North Carolina is set to compensate victims of its involuntary sterilization program, according to NBC News.
State House Speaker Thom Tillis said that the lawmakers’ vote to hand out $10 million in compensation was not easily reached. “There were challenges, we had to better educate our members — and then of course we had to work through the fiscal challenges — but at the end of the day, what we’ve done is something truly historic,” he said.
Between 1929 and 1974, North Carolina forcibly sterilized thousands of men, women, and children — part of a larger eugenics movement that believed traits such as violence and alcoholism were genetic and could be removed.
Many of the victims were African-American and female, including Elaine Riddick (pictured center). In 1967, a 13-year-old Riddick was raped and impregnated. The state had her sterilized immediately after she gave birth to a baby boy, with doctors cutting up and tying her Fallopian tubes.
She was never informed about the procedure.
“Got to the hospital and they put me in a room and that’s all I remember, that’s all I remember,” she said to NBC News during a profile story two years ago. “When I woke up, I woke up with bandages on my stomach.”
According to Riddick’s records, the state sterilized her because they saw her as “feebleminded” and “promiscuous.”
Riddick only found out she was sterile when a doctor in New York told her so six years later.
The state’s decision to pay the victims of the sterilization program was the right one, she says. “People need to know that injustice was done towards them and they need to be compensated for that,” Still, Riddick believes the money isn’t enough:
“People need to know that injustice was done towards them and they need to be compensated for that,” she added.
North Carolina became one of the first states to publicly apologize for the eugenics program in 2002. It was one of 31 states to have practiced the program.
Watch a video about the eugenics program here:
Initially, the eugenics theory began as a program to control welfare spending on poor White women and men.
Eventually, however, the focus began shifting to women and Blacks; a third of the sterilizations were performed on underage girls, some of whom were as young as 9 years old.
Forty percent of the victims were non-White.

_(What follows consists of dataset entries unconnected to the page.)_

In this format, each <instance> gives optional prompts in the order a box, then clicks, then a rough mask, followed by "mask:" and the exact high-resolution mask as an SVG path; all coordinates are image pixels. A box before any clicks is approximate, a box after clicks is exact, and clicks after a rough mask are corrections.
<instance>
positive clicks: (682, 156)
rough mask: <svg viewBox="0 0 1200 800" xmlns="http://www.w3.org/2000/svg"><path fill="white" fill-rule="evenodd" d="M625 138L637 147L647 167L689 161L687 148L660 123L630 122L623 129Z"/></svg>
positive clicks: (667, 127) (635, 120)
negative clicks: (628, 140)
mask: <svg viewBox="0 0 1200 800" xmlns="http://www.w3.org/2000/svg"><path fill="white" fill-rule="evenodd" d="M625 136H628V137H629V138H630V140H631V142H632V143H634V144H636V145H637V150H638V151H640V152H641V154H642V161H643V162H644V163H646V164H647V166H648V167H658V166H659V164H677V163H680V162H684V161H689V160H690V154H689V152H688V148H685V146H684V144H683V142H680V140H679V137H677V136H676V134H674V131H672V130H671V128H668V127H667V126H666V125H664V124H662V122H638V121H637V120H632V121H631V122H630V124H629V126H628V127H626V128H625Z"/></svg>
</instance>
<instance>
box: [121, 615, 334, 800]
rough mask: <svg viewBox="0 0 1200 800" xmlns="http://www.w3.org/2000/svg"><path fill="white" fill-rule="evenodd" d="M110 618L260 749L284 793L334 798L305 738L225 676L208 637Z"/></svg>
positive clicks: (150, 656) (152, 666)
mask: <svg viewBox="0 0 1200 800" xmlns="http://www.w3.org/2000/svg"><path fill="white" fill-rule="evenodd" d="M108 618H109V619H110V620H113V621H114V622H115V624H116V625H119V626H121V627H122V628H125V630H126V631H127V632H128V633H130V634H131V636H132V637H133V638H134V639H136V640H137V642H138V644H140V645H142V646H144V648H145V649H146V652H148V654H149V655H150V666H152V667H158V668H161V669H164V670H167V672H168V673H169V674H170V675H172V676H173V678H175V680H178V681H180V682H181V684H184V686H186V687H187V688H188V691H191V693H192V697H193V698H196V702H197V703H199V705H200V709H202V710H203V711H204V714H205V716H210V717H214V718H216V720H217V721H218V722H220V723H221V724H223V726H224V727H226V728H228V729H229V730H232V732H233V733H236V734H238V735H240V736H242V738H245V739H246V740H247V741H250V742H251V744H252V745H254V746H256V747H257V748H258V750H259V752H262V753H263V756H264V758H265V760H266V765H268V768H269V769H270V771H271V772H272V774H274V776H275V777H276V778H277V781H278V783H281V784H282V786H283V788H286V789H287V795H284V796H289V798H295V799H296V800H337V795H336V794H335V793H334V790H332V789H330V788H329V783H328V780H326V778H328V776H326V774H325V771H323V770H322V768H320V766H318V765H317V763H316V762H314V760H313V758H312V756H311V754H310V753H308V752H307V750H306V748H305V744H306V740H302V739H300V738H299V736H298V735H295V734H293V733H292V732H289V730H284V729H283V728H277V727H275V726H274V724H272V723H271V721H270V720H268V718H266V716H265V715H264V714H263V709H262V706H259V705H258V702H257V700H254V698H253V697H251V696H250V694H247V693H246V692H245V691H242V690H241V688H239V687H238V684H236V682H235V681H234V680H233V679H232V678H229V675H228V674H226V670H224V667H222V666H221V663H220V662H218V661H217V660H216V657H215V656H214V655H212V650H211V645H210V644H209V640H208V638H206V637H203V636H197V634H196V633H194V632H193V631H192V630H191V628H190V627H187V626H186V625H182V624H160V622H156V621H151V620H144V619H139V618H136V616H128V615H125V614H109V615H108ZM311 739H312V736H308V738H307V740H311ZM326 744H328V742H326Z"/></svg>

Estimations place the number of people the state sterilized at 7,600. Of those, only 177 living victims have been identified.
“I hope this provides some closure to what I believe is one of the darkest chapters in the state’s history,” Tillis said.
The $10 million will be distributed starting in 2015. This is so that more victims will have time to come and collect compensation. Should a victim die, the compensation will go to their estate.